We each have this aching, this thirst for our truth.
Not THE truth, or the truth of everything, but our own personal truth.
The truth of why we’re here. What we’re meant to do. To find the things that move our soul and ignite our hearts.
When we’re invested in our soul’s true purpose, following our body’s and our spirit’s most raw truth, our pores speckle out sunbeams. We radiate the brightest energy from our entirety.
When we allow and create space for that truth to come forward and reveal itself, we’re simultaneously surrendering to it and empowering ourselves by it. For when we know our truth, it is awe-inspiring and likely a bit terrifying. This truth can be scary because it may be different from what we already know or are already doing. Different from what we are used to, it will likely call for life changes and letting go of people, places, things, habits.
But when the truth is revealed, put into motion, and manifested, happiness and satisfaction will be automatic. For when we are working at our purpose, our truth, we can’t help but to feel the puzzle pieces of our lives and identities coming into alignment.
Those feelings of deep misunderstood longings, late-night soul cravings, and mental and emotional misalignment slowly fade. Every movement and action will be satisfying, fully satiated by the raw truth of your soul, the manifestation of your purpose, the slow-opening and gentle becomings of your truth.
This exquisite opening, unfolding, unwrapping of myself is the most beautiful, intimate, loving acts I’ve ever been a part of.
out from our cores; the fire of our bellies.

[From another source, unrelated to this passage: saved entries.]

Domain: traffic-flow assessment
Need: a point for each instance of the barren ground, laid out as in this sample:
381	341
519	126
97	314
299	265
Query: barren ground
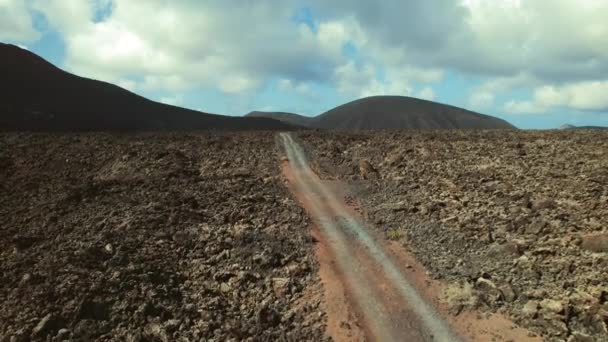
155	237
176	237
513	222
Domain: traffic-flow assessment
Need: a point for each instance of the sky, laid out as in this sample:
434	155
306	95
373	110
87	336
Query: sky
535	63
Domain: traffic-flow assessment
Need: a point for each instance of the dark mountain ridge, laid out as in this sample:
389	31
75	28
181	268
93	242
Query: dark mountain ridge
37	96
394	112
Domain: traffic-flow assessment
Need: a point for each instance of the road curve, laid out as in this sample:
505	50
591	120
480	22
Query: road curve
388	305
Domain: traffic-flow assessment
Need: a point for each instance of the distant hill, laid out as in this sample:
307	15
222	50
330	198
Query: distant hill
400	112
391	112
289	118
37	96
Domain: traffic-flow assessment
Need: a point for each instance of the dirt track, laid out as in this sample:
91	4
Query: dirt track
514	222
381	291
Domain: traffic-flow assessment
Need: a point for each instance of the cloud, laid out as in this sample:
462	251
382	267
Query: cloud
426	93
232	46
363	80
16	22
175	100
554	41
484	96
580	96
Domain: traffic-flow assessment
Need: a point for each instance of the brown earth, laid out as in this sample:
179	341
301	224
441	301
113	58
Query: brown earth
152	237
516	222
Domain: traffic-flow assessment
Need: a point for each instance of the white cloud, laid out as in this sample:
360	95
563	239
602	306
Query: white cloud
523	107
230	45
16	22
426	93
580	96
484	96
362	81
175	100
303	89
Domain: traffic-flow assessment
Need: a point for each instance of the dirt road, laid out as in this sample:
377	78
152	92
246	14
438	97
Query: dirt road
387	306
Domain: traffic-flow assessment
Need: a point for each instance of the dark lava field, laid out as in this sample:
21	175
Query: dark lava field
515	221
188	237
152	237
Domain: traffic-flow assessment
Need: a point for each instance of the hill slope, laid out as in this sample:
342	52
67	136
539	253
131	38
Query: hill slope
37	96
400	112
288	118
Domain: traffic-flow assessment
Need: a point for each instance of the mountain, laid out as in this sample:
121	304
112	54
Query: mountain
37	96
288	118
400	112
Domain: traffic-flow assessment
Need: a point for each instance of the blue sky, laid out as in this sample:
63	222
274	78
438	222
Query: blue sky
309	56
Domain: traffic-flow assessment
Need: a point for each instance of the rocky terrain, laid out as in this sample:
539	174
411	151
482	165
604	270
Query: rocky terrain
515	222
152	237
38	96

up from our soles; the earth of our feet.
I can feel it when I move, when I am still.
I can – taste it – hear it – feel it – see it – smell it.
Deep movements, meditation in motion,
digging and searching within my entirety.

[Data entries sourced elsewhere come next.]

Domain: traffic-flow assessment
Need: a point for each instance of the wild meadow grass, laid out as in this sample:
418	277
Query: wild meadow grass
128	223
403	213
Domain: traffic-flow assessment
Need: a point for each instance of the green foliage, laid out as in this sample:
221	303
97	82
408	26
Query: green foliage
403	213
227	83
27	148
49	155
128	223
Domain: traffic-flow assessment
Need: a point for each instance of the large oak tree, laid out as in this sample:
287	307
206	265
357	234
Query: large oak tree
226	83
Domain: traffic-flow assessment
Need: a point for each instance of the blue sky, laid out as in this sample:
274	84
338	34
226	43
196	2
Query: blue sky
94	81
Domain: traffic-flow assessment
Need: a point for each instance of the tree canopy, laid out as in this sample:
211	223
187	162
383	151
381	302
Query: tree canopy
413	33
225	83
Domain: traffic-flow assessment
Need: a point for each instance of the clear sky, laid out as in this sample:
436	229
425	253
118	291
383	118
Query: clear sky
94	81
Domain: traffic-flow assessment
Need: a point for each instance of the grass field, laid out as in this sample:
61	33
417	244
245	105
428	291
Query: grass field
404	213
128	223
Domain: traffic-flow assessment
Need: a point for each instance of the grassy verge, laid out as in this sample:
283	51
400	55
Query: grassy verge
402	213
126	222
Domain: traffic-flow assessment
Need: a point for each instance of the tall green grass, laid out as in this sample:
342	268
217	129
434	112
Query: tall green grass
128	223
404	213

beneath the messy pieces and sticky bits that I am ready to let go of.
In order to go deeper, I find the unnecessary, the excess, and shed it.
Creating spaces and openings.
The art of decluttering.
Afterwards, I feel a tightness in my jaw,
remnants of the release becoming stuck.
in various places, the forehead, shoulders.
As if parts of my body aren’t ready to let go,
the strain and difficulty in letting go.
my physical body is now sore from the effort.
No matter the reason,
the aftertaste of my daily deep body search leaves me.
I have speckled sunshine beaming from my pores.
It’s a subtle warmth.
Like soft sunshine.
More mild, much more hidden.
The warmth, the opening, the feeling of returning to source
with fire and water, air and earth.
radiating from the core of my being: the belly, the heart.